Was erwartet ihr von diesem Kommentar? Natürlich bin ich nicht nur traurig, sondern sogar etwas enttäuscht. Mein Lieblingsspieler geht nicht nur, auch das wohin er gehen wird, ist ein Stich in mein Herz. Zu allererst: Jeder Mensch darf und sollte seine Entscheidungen selbst treffen, seinen Willen, seine Träume durchsetzen und dafür kämpfen dürfen. Auch Profifußballer dürfen natürlich noch andere Kulturen und Länder kennenlernen.

Dass Nacho Fernández nicht der von mir so erhoffte erste „One Club Man“ seit Manolo Sanchís (seit 2001, als Nacho in den Klub kam – wenn das kein Schicksal sein sollte?) wird, stimmt mich traurig. Aber das ist nur die eine Seite. Natürlich kann man Nacho hier und da auch verstehen, lieber woanders gesetzt zu sein, als 2023/24 wieder Innenverteidiger Nummer drei oder sogar nur vier zu sein. Er hat alles gewonnen, muss keinem mehr etwas beweisen, kann sich trotzdem der Zuneigung vieler Madridistas – auch meiner – sicher sein, da ist es okay, als Kapitän nach den beiden großen Titeln – besser geht es eigentlich nicht – zu gehen. Okay, Nacho, das habe ich so weit verstanden und geschluckt. Auch wenn ich trotzdem dachte, du bist cleverer als Álvaro Arbeloa und andere.

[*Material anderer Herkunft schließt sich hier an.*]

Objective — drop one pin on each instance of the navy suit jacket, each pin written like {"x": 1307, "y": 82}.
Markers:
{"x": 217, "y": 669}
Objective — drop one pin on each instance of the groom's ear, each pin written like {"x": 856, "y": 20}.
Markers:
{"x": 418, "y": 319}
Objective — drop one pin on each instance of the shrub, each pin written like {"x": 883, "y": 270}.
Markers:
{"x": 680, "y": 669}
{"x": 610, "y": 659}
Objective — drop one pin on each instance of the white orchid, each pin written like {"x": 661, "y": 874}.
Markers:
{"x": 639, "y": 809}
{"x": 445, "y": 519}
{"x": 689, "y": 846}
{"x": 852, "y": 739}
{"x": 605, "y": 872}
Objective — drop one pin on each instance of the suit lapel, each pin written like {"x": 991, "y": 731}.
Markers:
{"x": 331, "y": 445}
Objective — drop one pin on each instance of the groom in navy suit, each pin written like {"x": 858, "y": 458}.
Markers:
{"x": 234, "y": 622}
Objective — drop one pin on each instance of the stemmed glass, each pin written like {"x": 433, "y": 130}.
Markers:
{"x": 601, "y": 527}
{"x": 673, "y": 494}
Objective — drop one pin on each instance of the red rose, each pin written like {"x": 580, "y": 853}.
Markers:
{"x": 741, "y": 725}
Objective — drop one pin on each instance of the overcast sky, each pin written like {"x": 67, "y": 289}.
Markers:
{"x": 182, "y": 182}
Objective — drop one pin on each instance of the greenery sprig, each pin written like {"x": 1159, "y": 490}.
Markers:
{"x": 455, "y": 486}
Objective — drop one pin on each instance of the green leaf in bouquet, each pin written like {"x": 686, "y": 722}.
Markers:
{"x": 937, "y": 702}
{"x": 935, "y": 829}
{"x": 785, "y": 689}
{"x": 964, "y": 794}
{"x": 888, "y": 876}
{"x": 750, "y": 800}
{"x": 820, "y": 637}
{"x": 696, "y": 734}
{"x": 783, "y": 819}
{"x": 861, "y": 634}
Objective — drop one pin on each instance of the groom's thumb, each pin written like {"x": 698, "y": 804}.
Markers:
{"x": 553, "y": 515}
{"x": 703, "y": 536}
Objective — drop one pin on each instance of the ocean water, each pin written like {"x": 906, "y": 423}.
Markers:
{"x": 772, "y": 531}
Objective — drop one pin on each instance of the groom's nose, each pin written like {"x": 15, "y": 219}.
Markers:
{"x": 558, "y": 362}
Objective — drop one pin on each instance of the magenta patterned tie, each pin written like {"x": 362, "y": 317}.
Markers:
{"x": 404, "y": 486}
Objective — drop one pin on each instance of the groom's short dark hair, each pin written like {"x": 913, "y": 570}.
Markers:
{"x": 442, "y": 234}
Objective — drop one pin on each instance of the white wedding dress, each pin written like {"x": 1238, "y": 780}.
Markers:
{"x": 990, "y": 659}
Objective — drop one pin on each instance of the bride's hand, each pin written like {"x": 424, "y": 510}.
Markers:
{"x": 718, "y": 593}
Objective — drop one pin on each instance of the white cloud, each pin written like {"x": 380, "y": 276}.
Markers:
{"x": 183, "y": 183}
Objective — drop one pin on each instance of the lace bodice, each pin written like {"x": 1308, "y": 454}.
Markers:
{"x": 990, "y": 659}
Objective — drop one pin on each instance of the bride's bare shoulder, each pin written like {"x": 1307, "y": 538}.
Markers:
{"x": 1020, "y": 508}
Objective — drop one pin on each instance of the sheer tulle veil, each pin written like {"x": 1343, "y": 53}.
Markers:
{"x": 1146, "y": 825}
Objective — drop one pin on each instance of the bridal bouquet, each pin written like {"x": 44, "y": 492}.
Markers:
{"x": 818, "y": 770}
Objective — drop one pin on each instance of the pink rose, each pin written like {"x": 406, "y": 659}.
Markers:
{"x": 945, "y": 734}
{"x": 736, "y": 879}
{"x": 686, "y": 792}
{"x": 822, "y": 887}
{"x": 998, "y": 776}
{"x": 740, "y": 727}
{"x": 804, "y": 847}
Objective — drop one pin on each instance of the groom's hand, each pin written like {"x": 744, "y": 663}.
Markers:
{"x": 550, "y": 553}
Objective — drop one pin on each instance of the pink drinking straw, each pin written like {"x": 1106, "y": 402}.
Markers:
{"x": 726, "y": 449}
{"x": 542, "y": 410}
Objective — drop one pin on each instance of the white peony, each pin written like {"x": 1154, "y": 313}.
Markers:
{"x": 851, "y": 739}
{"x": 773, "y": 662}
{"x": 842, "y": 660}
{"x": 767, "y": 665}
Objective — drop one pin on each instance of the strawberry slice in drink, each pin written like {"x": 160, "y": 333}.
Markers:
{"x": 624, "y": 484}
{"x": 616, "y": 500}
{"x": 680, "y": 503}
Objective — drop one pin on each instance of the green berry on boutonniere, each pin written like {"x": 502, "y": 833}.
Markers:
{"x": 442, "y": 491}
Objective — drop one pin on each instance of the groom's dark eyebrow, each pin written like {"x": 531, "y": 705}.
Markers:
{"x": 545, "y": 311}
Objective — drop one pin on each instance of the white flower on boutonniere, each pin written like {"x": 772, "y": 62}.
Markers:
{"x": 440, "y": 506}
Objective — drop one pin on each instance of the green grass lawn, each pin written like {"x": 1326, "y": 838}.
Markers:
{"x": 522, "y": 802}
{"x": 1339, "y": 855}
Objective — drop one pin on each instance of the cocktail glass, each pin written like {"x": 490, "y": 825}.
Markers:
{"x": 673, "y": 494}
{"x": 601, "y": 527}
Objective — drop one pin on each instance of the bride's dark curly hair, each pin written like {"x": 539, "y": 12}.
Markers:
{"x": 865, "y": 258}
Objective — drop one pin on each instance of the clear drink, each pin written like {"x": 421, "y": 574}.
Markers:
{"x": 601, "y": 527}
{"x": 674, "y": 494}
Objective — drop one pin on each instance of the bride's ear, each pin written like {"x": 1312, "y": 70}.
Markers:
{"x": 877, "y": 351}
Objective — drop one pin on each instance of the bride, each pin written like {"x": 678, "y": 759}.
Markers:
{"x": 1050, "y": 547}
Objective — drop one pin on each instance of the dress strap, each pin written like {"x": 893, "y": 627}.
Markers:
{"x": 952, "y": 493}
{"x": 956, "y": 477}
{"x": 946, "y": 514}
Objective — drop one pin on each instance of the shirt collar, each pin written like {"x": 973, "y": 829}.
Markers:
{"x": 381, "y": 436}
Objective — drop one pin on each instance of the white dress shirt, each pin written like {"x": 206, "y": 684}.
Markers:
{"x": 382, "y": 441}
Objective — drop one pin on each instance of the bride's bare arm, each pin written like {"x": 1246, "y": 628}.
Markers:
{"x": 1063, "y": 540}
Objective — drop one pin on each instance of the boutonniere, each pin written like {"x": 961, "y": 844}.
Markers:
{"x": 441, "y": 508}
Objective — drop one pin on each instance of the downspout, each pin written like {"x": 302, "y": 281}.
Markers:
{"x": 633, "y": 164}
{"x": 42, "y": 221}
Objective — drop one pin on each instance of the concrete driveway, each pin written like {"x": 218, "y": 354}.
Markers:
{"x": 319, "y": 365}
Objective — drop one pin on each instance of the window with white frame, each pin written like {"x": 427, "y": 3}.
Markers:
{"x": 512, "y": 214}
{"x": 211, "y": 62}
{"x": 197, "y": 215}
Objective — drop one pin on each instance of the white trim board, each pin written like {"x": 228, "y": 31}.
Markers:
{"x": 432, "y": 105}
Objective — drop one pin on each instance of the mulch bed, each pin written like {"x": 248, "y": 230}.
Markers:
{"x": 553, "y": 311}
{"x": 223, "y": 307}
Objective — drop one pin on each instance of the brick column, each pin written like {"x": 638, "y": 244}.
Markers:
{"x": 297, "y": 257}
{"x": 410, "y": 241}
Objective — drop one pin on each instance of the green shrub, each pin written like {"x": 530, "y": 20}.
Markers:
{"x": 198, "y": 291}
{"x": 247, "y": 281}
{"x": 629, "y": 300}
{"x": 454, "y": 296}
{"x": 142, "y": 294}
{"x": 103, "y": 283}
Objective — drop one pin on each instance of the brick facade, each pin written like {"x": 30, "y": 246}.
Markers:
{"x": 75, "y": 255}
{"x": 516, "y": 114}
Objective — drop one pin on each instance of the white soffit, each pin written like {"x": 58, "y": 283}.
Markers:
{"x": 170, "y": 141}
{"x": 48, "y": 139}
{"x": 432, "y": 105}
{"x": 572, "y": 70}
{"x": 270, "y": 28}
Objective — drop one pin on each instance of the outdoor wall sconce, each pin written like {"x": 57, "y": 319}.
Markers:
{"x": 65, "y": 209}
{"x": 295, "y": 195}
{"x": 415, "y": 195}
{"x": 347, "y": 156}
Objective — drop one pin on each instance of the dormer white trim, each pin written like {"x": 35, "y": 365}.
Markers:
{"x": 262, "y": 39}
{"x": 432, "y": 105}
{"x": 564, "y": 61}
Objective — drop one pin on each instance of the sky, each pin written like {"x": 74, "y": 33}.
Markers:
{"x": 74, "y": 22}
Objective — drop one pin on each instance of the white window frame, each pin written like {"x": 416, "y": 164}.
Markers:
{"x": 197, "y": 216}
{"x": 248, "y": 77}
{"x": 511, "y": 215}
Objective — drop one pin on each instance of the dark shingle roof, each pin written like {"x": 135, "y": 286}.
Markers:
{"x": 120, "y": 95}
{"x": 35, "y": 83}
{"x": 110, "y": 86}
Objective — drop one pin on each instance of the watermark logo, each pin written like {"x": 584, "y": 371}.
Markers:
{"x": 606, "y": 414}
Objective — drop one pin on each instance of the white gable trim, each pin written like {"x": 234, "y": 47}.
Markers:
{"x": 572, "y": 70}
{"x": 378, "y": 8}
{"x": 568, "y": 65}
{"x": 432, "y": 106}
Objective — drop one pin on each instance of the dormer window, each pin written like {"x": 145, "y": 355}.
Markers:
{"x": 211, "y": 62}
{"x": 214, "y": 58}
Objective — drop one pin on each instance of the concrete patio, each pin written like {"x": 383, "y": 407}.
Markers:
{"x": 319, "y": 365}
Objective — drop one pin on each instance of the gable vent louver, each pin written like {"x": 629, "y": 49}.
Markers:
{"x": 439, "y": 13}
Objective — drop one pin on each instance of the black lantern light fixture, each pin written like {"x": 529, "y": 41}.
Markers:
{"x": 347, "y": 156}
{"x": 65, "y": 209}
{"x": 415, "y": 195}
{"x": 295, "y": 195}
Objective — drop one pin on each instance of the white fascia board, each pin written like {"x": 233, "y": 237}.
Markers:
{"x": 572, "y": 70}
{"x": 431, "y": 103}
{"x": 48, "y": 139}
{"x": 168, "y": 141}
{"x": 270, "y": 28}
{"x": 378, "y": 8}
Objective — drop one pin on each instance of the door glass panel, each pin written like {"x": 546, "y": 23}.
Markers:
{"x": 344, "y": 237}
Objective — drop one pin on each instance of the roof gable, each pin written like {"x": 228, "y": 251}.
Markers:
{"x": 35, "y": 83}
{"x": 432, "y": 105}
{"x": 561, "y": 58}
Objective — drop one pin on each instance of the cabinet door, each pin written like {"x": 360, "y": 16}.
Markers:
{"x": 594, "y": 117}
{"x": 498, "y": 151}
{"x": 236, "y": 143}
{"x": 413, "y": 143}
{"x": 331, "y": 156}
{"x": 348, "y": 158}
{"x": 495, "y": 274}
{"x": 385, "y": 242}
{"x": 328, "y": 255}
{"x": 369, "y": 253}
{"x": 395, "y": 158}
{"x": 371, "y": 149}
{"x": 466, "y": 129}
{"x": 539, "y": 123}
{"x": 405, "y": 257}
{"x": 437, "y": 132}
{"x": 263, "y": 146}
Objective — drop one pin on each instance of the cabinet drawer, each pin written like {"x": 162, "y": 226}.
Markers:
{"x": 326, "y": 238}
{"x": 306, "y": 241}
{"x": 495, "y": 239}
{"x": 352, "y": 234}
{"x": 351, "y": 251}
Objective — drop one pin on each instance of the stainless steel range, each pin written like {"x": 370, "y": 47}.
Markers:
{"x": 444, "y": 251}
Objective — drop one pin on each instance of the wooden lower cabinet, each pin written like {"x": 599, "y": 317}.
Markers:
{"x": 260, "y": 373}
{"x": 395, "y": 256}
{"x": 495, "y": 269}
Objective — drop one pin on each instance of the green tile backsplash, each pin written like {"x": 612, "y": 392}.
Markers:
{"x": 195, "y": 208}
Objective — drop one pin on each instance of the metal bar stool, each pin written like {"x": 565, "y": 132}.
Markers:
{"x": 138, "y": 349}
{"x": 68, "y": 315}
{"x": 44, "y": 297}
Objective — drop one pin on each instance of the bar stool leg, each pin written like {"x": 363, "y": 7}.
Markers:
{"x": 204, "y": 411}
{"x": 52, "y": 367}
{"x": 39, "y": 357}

Nacho, seine Frau und seine Kinder kommen aus Madrid, kein Grund da jetzt das Umfeld der Kinder zu verlassen (auch wenn er das selbst so behauptet). Um Einkünfte hätte er sich auch im Falle eines Karriereendes keine Sorgen machen müssen, Real Madrid kümmert sich um einige Legenden. Er ist belesen, hat nicht die allzu hohen Ansprüche oder geizt mit Luxus, sein schicker, silberfarbener Porsche, der so oft in Valdebebas an mir vorbei gefahren ist, wirkte gut gepflegt… Okay, er will trotzdem gehen. Muss man akzeptieren. Tue ich auch. Gracias por todo, leyenda! Und damit meine ich wirklich: Legende! Für mich war er der Lieblingsspieler, weil er für mich mehr Real Madrid ist und verkörpert als die vielen Top-Stars. Aus der Jugend kommend, immer bescheiden, nie große Ansprüche oder Forderungen stellend, sondern immer funktioniert, wenn er gebraucht wurde. Mehr Kämpfer als Talent! Ob als Links-, Rechts- oder Innenverteidiger. Oder Torschütze – was habe ich nicht alles für legendäre Tore von ihm live erlebt? Sein Freistoß gegen Sevilla, als alle schliefen, sein 1:0-Siegtreffer gegen PSG, als ebenfalls alle schon abgeschaltet hatten. Nur der Seitfallzieher gegen Leonesa fehlt auf meiner 81 Partien reichen Nacho-Fanboy-Liste.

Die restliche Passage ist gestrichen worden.